3. Bathroom Cleaner – Baking soda has many uses. In cleaning, it can replace the sometimes toxic commercial abrasives such as Ajax. Sprinkle baking soda on the tub and, using a good wet sponge with some abrasion to it, scrub away. Use it also in the toilet and sink. Add a touch of vinegar and you’ll be disinfecting, too.
4. Clothes and Furniture – If your coworkers think you own a mink coat because of all the pet hair on your jacket, it’s time to pull out the homemade pet hair remover remedy! As any good Yankee knows, life is impossible without duct tape. Roll a piece of duct tape around your hand, sticky side out and manhandle yourself before you head out the door. You can also use long strips of duct tape on the furniture. Or you can run a damp towel over clothing and furniture to get up hair. Another thing to keep in mind – fabric made of natural fibers is less prone to static cling which means less pet hair on it.

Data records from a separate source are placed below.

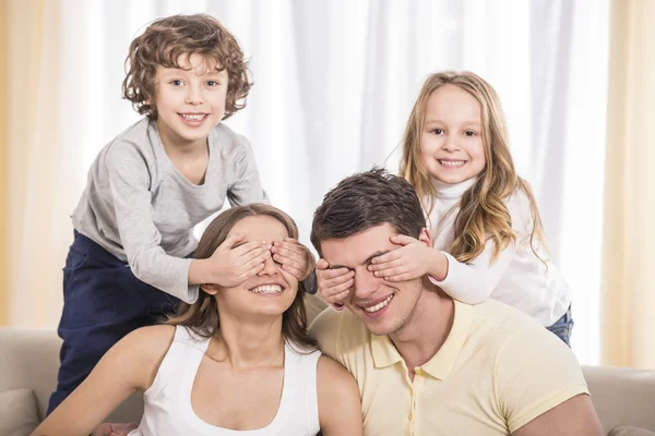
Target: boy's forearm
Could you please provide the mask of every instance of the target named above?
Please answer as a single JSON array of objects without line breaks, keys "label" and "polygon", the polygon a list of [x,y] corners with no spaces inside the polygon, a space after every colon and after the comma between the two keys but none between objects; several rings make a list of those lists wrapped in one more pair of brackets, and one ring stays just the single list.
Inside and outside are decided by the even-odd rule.
[{"label": "boy's forearm", "polygon": [[430,268],[428,274],[438,281],[445,280],[448,277],[448,257],[440,250],[432,249],[432,256],[430,259]]},{"label": "boy's forearm", "polygon": [[206,259],[193,259],[189,265],[189,284],[210,283],[206,272]]}]

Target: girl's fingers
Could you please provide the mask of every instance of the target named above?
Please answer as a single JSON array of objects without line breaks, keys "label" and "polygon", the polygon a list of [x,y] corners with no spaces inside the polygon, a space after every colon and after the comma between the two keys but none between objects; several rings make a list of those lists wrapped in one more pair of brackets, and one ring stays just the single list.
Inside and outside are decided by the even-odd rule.
[{"label": "girl's fingers", "polygon": [[398,257],[401,257],[401,254],[397,253],[397,249],[392,250],[389,253],[384,253],[384,254],[373,257],[371,259],[371,265],[385,264],[388,262],[395,261]]},{"label": "girl's fingers", "polygon": [[383,264],[370,264],[368,266],[369,271],[381,271],[389,268],[395,268],[403,265],[402,258],[396,258],[391,262],[385,262]]},{"label": "girl's fingers", "polygon": [[404,274],[407,272],[407,270],[404,267],[395,267],[395,268],[388,268],[381,271],[374,271],[373,275],[376,277],[393,277],[393,276],[397,276],[400,274]]},{"label": "girl's fingers", "polygon": [[348,292],[350,288],[355,284],[354,279],[348,279],[341,284],[334,286],[332,288],[326,288],[325,293],[330,294],[330,296],[338,295],[342,292]]},{"label": "girl's fingers", "polygon": [[348,272],[355,274],[354,271],[349,270],[348,268],[337,268],[337,269],[319,269],[317,271],[317,276],[318,276],[319,280],[326,281],[326,280],[332,280],[335,277],[344,276]]},{"label": "girl's fingers", "polygon": [[300,245],[298,243],[288,243],[288,242],[275,242],[273,244],[274,252],[287,251],[294,252],[300,256],[307,255],[307,249],[305,245]]},{"label": "girl's fingers", "polygon": [[305,265],[303,258],[298,259],[298,258],[294,258],[294,257],[281,256],[279,254],[274,254],[273,261],[277,262],[278,264],[288,265],[288,266],[291,266],[297,269],[306,269],[306,267],[303,266]]},{"label": "girl's fingers", "polygon": [[346,302],[346,300],[348,299],[348,295],[350,294],[350,291],[344,291],[341,293],[337,293],[336,295],[332,295],[330,299],[325,299],[325,301],[329,304],[344,304]]},{"label": "girl's fingers", "polygon": [[354,277],[355,277],[355,272],[348,271],[341,276],[336,276],[332,279],[321,280],[321,283],[319,283],[319,284],[322,284],[325,289],[332,289],[332,288],[335,288],[337,286],[345,283],[346,281],[353,280]]}]

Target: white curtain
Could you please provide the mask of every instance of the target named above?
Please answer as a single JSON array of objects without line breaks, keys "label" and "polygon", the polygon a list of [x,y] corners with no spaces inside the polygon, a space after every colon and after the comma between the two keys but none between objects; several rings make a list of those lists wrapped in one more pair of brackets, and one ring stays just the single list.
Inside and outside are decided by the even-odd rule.
[{"label": "white curtain", "polygon": [[[60,206],[52,262],[63,266],[72,240],[67,217],[95,155],[139,119],[120,99],[130,40],[156,17],[205,12],[237,36],[255,82],[247,108],[226,123],[251,141],[265,189],[298,221],[306,243],[312,211],[331,186],[373,165],[397,169],[396,147],[427,74],[472,70],[490,82],[503,102],[517,169],[537,194],[552,259],[574,289],[574,350],[581,362],[596,363],[607,3],[46,2],[45,20],[59,25],[48,26],[44,38],[59,41],[61,57],[52,72],[59,76],[56,165],[62,178],[53,193]],[[33,250],[35,238],[26,229],[21,250]],[[16,287],[28,274],[20,269]],[[59,316],[60,276],[51,288],[59,305],[49,326]],[[12,313],[12,324],[21,324],[21,307]]]}]

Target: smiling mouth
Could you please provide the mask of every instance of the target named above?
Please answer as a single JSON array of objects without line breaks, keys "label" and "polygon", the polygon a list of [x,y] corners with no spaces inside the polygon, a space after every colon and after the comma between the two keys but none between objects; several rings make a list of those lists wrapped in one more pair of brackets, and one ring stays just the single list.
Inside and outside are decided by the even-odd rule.
[{"label": "smiling mouth", "polygon": [[382,300],[378,304],[373,304],[372,306],[359,306],[359,307],[364,312],[366,312],[366,313],[376,313],[376,312],[379,312],[379,311],[383,310],[384,307],[386,307],[389,305],[389,303],[391,302],[391,300],[393,300],[393,295],[394,294],[392,293],[386,299]]},{"label": "smiling mouth", "polygon": [[202,121],[207,117],[207,114],[206,113],[180,113],[180,117],[182,117],[187,121]]},{"label": "smiling mouth", "polygon": [[259,294],[276,294],[282,293],[284,291],[284,288],[279,284],[261,284],[249,289],[249,291]]},{"label": "smiling mouth", "polygon": [[441,166],[449,167],[449,168],[460,168],[460,167],[463,167],[467,162],[466,160],[444,160],[444,159],[437,159],[437,161]]}]

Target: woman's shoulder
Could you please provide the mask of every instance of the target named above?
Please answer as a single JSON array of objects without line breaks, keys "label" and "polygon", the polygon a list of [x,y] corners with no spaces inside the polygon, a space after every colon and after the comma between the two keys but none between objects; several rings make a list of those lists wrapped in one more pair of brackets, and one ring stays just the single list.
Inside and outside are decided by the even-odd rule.
[{"label": "woman's shoulder", "polygon": [[319,389],[324,386],[327,389],[341,390],[348,392],[353,388],[355,378],[341,363],[334,359],[321,354],[319,356],[317,377]]},{"label": "woman's shoulder", "polygon": [[134,352],[153,359],[164,359],[176,335],[176,327],[157,325],[141,327],[127,335],[122,340]]}]

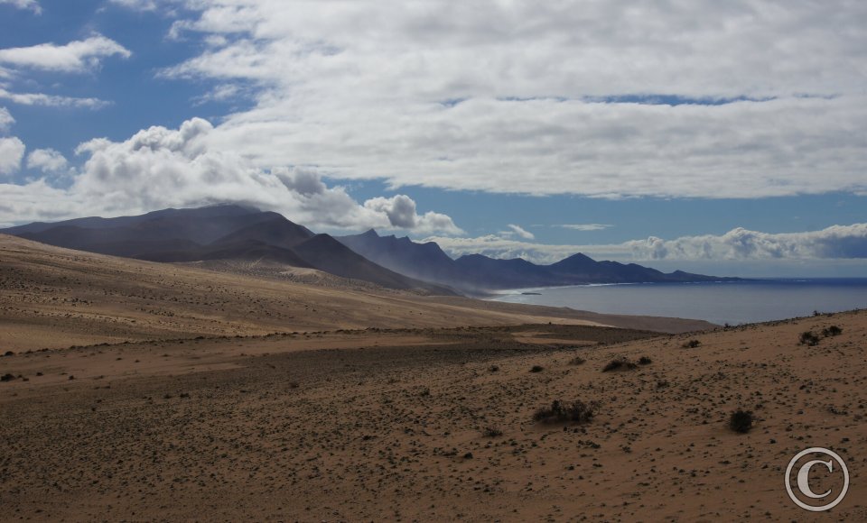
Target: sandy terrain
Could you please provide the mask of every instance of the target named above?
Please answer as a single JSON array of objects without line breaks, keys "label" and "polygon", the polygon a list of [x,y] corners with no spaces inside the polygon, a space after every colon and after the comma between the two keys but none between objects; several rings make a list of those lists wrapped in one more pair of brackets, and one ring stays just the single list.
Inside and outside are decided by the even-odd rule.
[{"label": "sandy terrain", "polygon": [[[867,520],[867,311],[660,335],[545,316],[561,309],[241,285],[181,267],[160,283],[153,264],[113,258],[79,258],[70,272],[79,253],[49,248],[34,262],[33,246],[9,243],[4,328],[28,310],[98,307],[91,317],[136,321],[89,329],[119,325],[117,339],[148,341],[82,329],[100,344],[36,349],[52,346],[46,317],[56,338],[79,332],[38,316],[30,332],[43,345],[0,357],[2,520]],[[126,283],[91,287],[111,271]],[[6,298],[16,289],[30,301]],[[253,312],[230,315],[244,297]],[[168,308],[172,298],[187,301]],[[387,304],[401,314],[375,308]],[[161,324],[136,309],[148,307],[185,316]],[[396,325],[316,328],[341,313],[344,327]],[[276,328],[289,319],[309,332]],[[822,334],[832,326],[842,332]],[[799,342],[805,331],[816,345]],[[596,415],[536,421],[554,399],[598,402]],[[756,417],[747,434],[728,427],[739,408]],[[818,515],[795,506],[783,480],[811,446],[837,452],[851,473],[843,502]]]},{"label": "sandy terrain", "polygon": [[[337,328],[611,325],[678,332],[704,322],[637,318],[206,271],[51,247],[0,234],[0,352],[196,335]],[[308,280],[310,274],[307,275]],[[346,280],[343,280],[346,281]],[[309,283],[309,281],[308,281]]]},{"label": "sandy terrain", "polygon": [[[783,471],[815,445],[852,473],[825,518],[867,518],[867,313],[648,335],[536,325],[0,358],[22,376],[0,383],[5,518],[805,520]],[[524,343],[545,338],[578,342]],[[554,399],[601,406],[535,422]],[[749,434],[727,427],[739,407]]]}]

5. Carpet – This is where it’s toughest to get out a pet urine smell or just that doggy odor because it seeps into not only the fibers but the padding as well. Begin by dabbing the area of the stain with a mild, non-toxic dish detergent. After dabbing, put a solution of one part vinegar and two parts water is a spray bottle and spray lightly. Repeat and, if your knees begin to get bruised from all that dabbing, sprinkle the rug with baking soda, vacuum and go get yourself an ice cream.
6. Laundry – Whether washing dog slobber from delicates or some unidentifiable substance from dog blankets, you can use your own powerful laundry detergent. Simply mix one cup grated Fels Naptha soap, 1/2 cup of borax and 1/2 cup washing soda. All of these items should be available in the laundry detergent section of your store. Use between one and two tablespoons. This is a non-toxic mixture.
These six simple homemade pet cleaning remedies are easy to make, non-toxic and effective on many stains. For really tough stains, you may want to graduate up to using bleach, keeping in mind that bleach does change a substance’s color so it must be used carefully. For everyday cleaning, you’ll find these remedies are very successful. And don’t worry about your house smelling like vinegar – the smell dissipates when it dries.
4 thoughts on “Six Homemade Remedies for Dog Stains and Odors”
I like that you mentioned the importance of doing laundry. This is a great way to make sure that you are getting enough done for your home and its smell. My sister would love knowing this as she researches pet odor removal.
It seems like every time, pretty much daily that I will read something like for instance an example taking and rolling your hand and duct tape and removing lint that way or using a damp cloth I’ve done these things for years and then I’m seeing them now posted so I just makes me feel good it makes me feel like yes there are very many very very very many unseen things that I do in life that I’m on the right track so if anyone out there has an idea and it works for you you just worked out idea and just be you!
It never fails to amaze me how useful vinegar is when it comes to cleaning… who would’ve thought something so stinky could get rid of other stinky smells? Especially one as tenacious as pet urine…
It’s also good to see someone recommending duct tape for removing pet hair instead of those overpriced pet hair rollers!
My 2 dogs and I have recently moved into a house with 2 other dogs (2 females and 2 males and they have all been fixed). The dogs know each other, but unfortunately accidents have occurred and we are worried about the house starting to smell like pee. I have read about using vinegar to clean the stains, but what do you recommend to prevent this from happening again or the other dogs from peeing on the same spot? We take them out at least 3x/day to use the bathroom.